OS/2 has been sold off by IBM and a new version is availble from: http://www.ecomstation.com/ - jellygraph, on 10/12/2007, -3/+6wow, did this guy deliberately make the kde shots look like crap?
my kde desktop looks sweeter than OSX and XP/Vista
and, im no fan of gnome, but thats kind of missing... oh, and, so many others that I can't count - tizz66, on 10/12/2007, -2/+510.2-4 look pretty similar (though .4 did introduce Platinum - but the screenshots are so tiny you can't tell anyway). Mind you, .5 looks the same too.
- letterten, on 10/12/2007, -0/+3i really don't think the 1987 image is a mac os. it's either an amiga or commodore's GEOS UI. i know it shows an apple in the upper left, but it's just not right.
- motang, on 10/12/2007, -4/+7@simd And looks like Vista is going to remain in the same way.
- wjbecker, on 10/12/2007, -0/+3I still have a boxed set of GEOS for the Commodore 64 on my bookshelf, looking for a Commodore machine to run it on. I also have an Amiga 500 with 2mb of ram and a side car harddrive. I am presently typing this on my Thinkpad laptop with KDE 3.5
- surfit, on 10/12/2007, -0/+3There should at least have been several screenshots of Amiga OS, they were way ahead of their time and made major advances with each revision.

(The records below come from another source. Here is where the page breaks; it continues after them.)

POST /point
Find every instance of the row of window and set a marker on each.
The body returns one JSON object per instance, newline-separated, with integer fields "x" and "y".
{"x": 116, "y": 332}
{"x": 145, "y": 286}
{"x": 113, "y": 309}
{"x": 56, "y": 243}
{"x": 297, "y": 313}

Even these days, you don't have bog standard features like proper moduler data typing which was the standard in Amiga OS 3.1. For example, imagine being able to run a random application X and making it save/load in whatever file format *you* decide to download from the internet. So you could download a PNG data type and immediately all appropriate software would support PNG.
And like mentioned above, Amiga OS is still in development. - transistor, on 10/12/2007, -0/+3kinda lame article as the article has a very narrow focus. there are other of these nostalgic pages traversing through time looking at the stuff the author remembers. the problem is that the author usually does not do a very thorough job. take this as an example.
- yathosho, on 10/12/2007, -0/+3where's my Workbench?
- V1ncent, on 10/12/2007, -0/+3Anyone remember GEOS for the C64 and 128? Or the Amiga GUI? :)
- BTime, on 10/12/2007, -0/+3Amiga multi-tasking. More than one opportunity for the system to crash. But they were leaps and bounds ahead of IBM/Apple at the time.
- rsilva, on 10/12/2007, -0/+2You can see several Amiga Workbench pics here:
http://www.gregdonner.org/workbench/ - genericwhiteguy, on 10/12/2007, -1/+3What about GEM? I used that for a while.
http://en.wikipedia.org/wiki/Graphical_Environment_Manager - Gurubanks, on 10/12/2007, -0/+2I noticed how little work has been done from 2002-2006 in relation to the other time periods. That's a shame.
- inactive, on 10/12/2007, -11/+13KDE!? Psh. What about Gnome?